Scroll down to the run() method, where the body of the pipeline is defined. It currently looks as follows:

pipeline.apply("ReadFromGCS", TextIO.read().from(input)) .apply("ParseJson", ParDo.of(new JsonToCommonLog())) .apply("WriteToBQ", BigQueryIO.<CommonLog>write().to(output).useBeamSchema() .withWriteDisposition(BigQueryIO.Write.WriteDisposition.WRITE_TRUNCATE) .withCreateDisposition(BigQueryIO.Write.CreateDisposition.CREATE_IF_NEEDED));

Modify this code by adding a new branching transform that writes to Cloud Storage using TextIO.write() before each element is converted from Json to <CommonLog>.

If you get stuck in this or later sections, refer to the solution, which can be found in the training-data-analyst file

First, why schemas?

Schemas provide us a type-system for Beam records that is independent of any specific programming-language type. There might be multiple Java classes that all have the same schema (for example a Protocol-Buffer class or a POJO class), and Beam will allow us to seamlessly convert between these types. Schemas also provide a simple way to reason about types across different programming-language APIs.
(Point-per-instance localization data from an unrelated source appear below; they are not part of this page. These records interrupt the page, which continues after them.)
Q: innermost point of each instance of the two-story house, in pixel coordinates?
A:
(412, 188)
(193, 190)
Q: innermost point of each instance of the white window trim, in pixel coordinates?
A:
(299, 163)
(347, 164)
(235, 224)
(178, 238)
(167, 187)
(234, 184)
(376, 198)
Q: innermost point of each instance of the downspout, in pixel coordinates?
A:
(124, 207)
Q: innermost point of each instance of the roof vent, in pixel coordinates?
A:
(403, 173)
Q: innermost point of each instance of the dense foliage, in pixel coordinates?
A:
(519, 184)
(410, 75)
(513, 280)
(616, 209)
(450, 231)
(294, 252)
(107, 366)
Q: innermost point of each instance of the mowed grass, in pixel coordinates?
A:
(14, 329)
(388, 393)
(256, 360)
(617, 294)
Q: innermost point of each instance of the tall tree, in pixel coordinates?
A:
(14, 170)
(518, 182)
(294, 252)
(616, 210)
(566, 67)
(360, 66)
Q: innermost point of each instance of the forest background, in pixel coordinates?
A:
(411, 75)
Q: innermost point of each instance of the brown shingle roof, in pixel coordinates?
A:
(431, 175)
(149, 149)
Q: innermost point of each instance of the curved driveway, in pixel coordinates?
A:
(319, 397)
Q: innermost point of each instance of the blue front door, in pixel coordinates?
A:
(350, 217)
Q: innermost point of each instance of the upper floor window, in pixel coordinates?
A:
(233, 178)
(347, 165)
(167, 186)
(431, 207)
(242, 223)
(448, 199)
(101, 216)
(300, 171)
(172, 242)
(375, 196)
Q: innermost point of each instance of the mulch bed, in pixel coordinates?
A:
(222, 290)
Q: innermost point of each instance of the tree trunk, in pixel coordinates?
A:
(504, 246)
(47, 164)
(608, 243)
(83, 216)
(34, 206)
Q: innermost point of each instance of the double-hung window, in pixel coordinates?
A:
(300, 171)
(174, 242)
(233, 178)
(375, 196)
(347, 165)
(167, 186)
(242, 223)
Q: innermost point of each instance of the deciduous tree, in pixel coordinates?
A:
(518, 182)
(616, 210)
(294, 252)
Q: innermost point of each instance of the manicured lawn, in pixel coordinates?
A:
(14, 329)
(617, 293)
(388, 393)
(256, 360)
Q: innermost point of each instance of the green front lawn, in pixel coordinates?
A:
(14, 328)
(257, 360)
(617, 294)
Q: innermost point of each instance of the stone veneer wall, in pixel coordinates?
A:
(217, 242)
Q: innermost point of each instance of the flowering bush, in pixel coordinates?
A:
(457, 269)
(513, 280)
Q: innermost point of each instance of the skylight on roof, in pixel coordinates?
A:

A PCollection with a schema does not need to have a Coder specified, as Beam knows how to encode and decode Schema rows. Beam uses a special coder to encode schema types. Before the introduction of the Schema API, Beam would have to know how to encode all objects in the pipeline.

Task 2. Filter data by field

At the moment, the new pipeline doesn’t actually consume less resources, since all data are being stored twice. To start improving resource consumption, we need to reduce the amount of duplicated data. The Google Cloud Storage bucket is intended to function as archival and backup storage, so it’s important that all data be stored there. However, not all data needs to be sent to BigQuery.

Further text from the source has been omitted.